8- Dental Units Connected to Water Lines: * Use water that meets nationally recognized standards for drinking water for routine dental treatment output water. * All dental instruments that use water should be run to discharge water for 20-30 seconds after each patient and for several minutes before the start of each clinic day.
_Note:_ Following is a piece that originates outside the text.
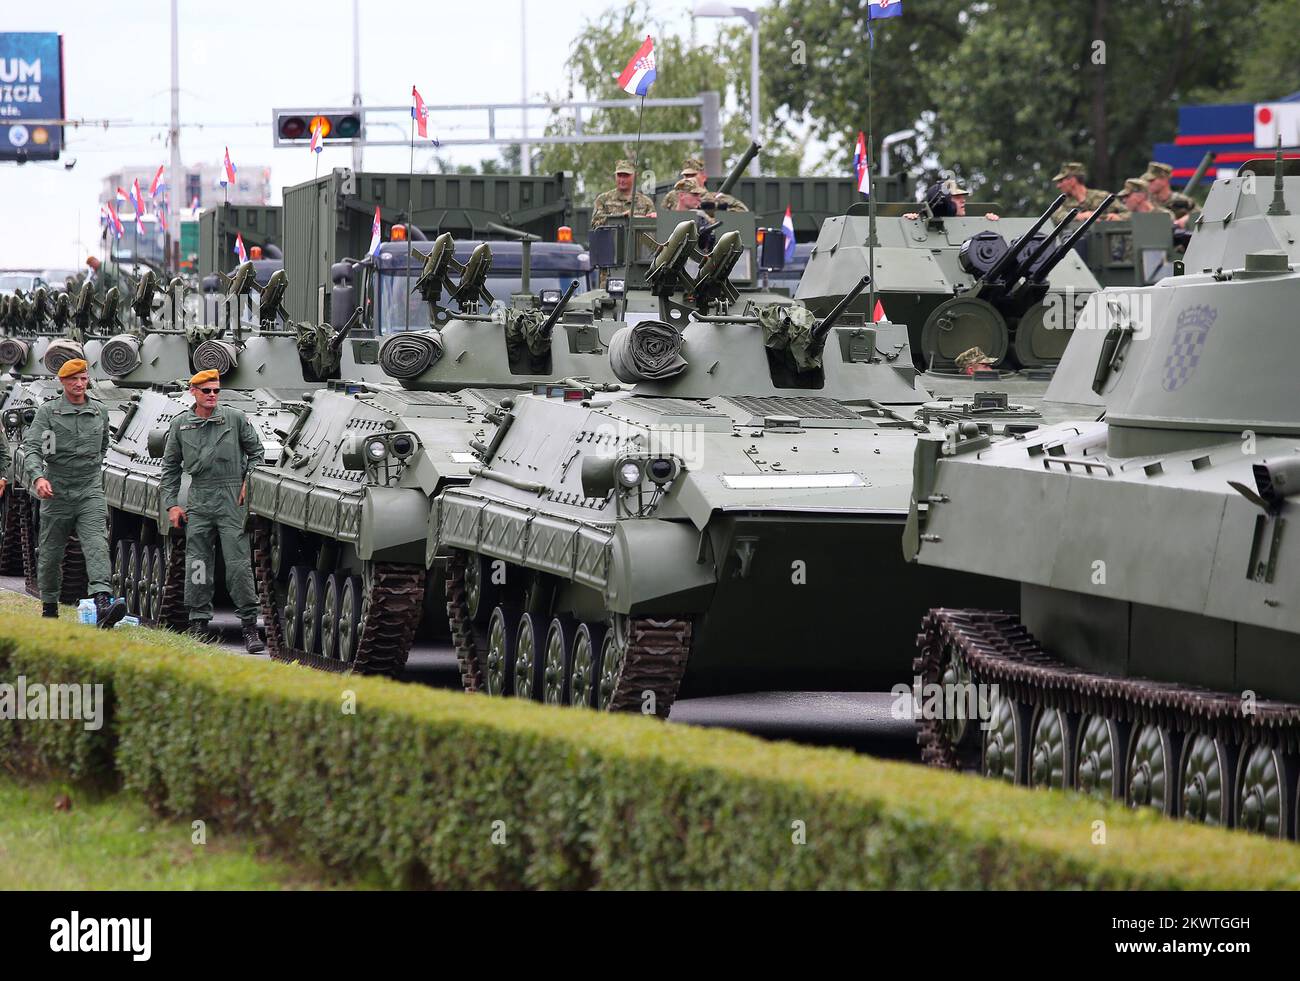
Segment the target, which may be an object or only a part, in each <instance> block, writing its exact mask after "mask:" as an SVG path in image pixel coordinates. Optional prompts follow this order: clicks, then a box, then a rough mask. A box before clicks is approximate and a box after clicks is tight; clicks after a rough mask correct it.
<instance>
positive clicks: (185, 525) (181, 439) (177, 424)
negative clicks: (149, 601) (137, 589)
mask: <svg viewBox="0 0 1300 981" xmlns="http://www.w3.org/2000/svg"><path fill="white" fill-rule="evenodd" d="M190 394H191V395H194V405H192V407H191V408H190V411H188V412H182V413H181V414H178V416H175V417H174V418H173V420H172V426H170V429H168V434H166V448H165V450H164V451H162V505H164V507H165V508H166V511H168V518H169V520H170V521H172V528H175V529H179V528H182V526H183V528H185V557H186V565H188V568H190V574H187V576H186V580H185V605H186V607H188V609H190V630H188V633H190V634H191V635H192V637H196V638H199V639H203V641H208V639H212V635H211V634H209V633H208V621H209V620H212V591H213V589H214V586H216V583H214V582H213V578H214V577H213V572H214V570H216V568H217V552H216V544H217V539H218V538H220V539H221V555H222V556H224V557H225V560H226V589H227V590H229V592H230V599H233V600H234V603H235V611H237V612H238V613H239V620H240V622H242V625H243V638H244V647H247V650H248V654H257V652H260V651H264V650H266V648H265V646H264V644H263V642H261V638H260V637H259V635H257V590H256V589H255V586H253V582H252V561H251V560H250V556H248V535H247V534H244V512H243V503H244V494H246V490H247V478H248V472H250V470H252V469H253V468H255V466H257V465H259V464H261V460H263V450H261V439H259V437H257V430H255V429H253V427H252V424H251V422H250V421H248V418H247V417H246V416H244V414H243V413H242V412H240V411H239V409H233V408H226V407H224V405H217V398H218V396H220V394H221V376H220V374H218V373H217V372H214V370H211V369H209V370H205V372H199V373H198V374H195V376H194V377H192V378H191V379H190ZM182 470H183V472H185V473H187V474H190V496H188V500H187V502H186V507H181V472H182Z"/></svg>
* Sterile water should be used in dental units either through:

* Self-contained water system, a reservoir (bottle) that attaches to the dental unit waterline, which isolates it from the municipal water supply. Water (tap, distilled, sterile etc.) must be added manually. The simple task of regularly adding cleaning agents to the bottle make this a convenient system. * A point-of-use filter between the dental unit and the waterline tubing.

9- Intra oral Barrier techniques: * The use of rubber dam, high volume evacuation and pre-procedural mouth rinses can reduce the bacterial load in aerosol.

10- Reduce microorganisms transferred to patients: * Remind patients not to close their lips around the saliva ejector. * Instruments are n*o longer sterile if dropped on the floor.